SOC 2

System and Organization Controls 2

Updated: September 20, 2025 

SOC 2 in General

System and Organization Controls 2 (SOC 2) is an attestation framework developed by the American Institute of CPAs (AICPA) that evaluates whether a service organization’s controls are designed and operating effectively against the Trust Services Criteria (TSC): security, availability, processing integrity, confidentiality, and privacy. It is commonly used by SaaS and cloud providers to demonstrate the maturity of their security and compliance controls to customers and partners.

History and overview

• Origin: Created by the AICPA to replace older SAS 70 style reports with a modern, control objective based evaluation for technology services.
• Focus: Internal controls over systems and data relevant to security, availability, processing integrity, confidentiality, and privacy.
• Report types:
  • Type 1: Point-in-time opinion on the suitability of the design of controls as of a specified date.
  • Type 2: Opinion on both the design and operating effectiveness of controls over a period of time, typically 3 to 12 months.
• Audience: Customers, prospects, and their auditors for vendor risk reviews and due diligence. Reports are restricted use and require NDA or similar access controls.

Type 1 vs Type 2

Why is it relevant

• Demonstrates reliability of internal controls for security and operations.
• Widely requested during vendor due diligence and enterprise procurement.
• Supports handling of PHI and other sensitive data alongside HIPAA programs, although SOC 2 itself is not a law.

Scope of application

Highly relevant for AI and digital health vendors that provide services to healthcare organizations, including:

• AI model hosting and inference platforms for clinical or operational use.
• Data engineering and analytics platforms processing medical or claims data.
• Patient engagement, triage, and virtual assistant applications.
• Data labeling, de-identification, and synthetic data services.
• Cloud-based EHR add-ons, imaging analysis, or decision support modules.

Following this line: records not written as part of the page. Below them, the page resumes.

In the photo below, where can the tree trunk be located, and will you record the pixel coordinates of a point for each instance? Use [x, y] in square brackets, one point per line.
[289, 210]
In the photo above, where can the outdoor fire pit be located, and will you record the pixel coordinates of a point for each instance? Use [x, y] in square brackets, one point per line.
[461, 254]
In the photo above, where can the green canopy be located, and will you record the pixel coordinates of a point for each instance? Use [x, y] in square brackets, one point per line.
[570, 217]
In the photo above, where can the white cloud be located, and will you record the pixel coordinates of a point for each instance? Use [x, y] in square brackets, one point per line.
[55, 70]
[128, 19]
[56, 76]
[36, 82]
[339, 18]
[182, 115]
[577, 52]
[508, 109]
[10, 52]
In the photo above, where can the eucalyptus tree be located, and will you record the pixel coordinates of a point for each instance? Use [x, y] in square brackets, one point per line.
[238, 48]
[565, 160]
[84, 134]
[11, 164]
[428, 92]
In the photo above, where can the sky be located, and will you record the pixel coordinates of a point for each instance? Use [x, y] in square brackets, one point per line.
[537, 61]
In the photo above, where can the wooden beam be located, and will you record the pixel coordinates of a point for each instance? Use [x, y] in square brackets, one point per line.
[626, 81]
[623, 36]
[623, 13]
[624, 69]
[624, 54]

Core concepts and Trust Services Criteria

• Security (common criteria, required): Access control, change management, system operations, and threat detection.
• Availability: Resilience, capacity, backup, disaster recovery, and service continuity.
• Processing integrity: Completeness, accuracy, timeliness, and authorization of processing.
• Confidentiality: Classification, access restrictions, encryption, and secure disposal of confidential data.
• Privacy: Collection, use, retention, disclosure, and disposal of personal information according to stated privacy commitments and criteria.

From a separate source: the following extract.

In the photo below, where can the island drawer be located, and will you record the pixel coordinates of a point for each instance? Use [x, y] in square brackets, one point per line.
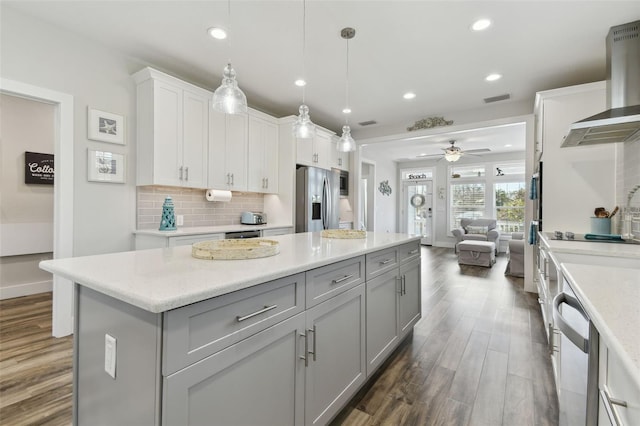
[193, 332]
[409, 251]
[381, 261]
[327, 281]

How it applies to AI in healthcare

• Model lifecycle controls: Secure SDLC for data ingestion, feature engineering, training, validation, deployment, and monitoring.
• Access and segregation: Role based access to training and inference environments, separation of duties, and environment isolation.
• Data protection: Encryption in transit and at rest for PHI and confidential datasets, secrets management, and key rotation.
• Auditability: Logging and evidence for data lineage, model versions, hyperparameters, and inference requests.
• Reliability and integrity: Controls for model drift detection, change approval, rollback, and incident response related to model behavior.
• Third party management: Due diligence and monitoring of subservice organizations such as cloud, data labeling, MLOps, and messaging providers.
• Privacy criteria: Alignment of data collection and use with stated commitments and legal obligations when personal data is involved.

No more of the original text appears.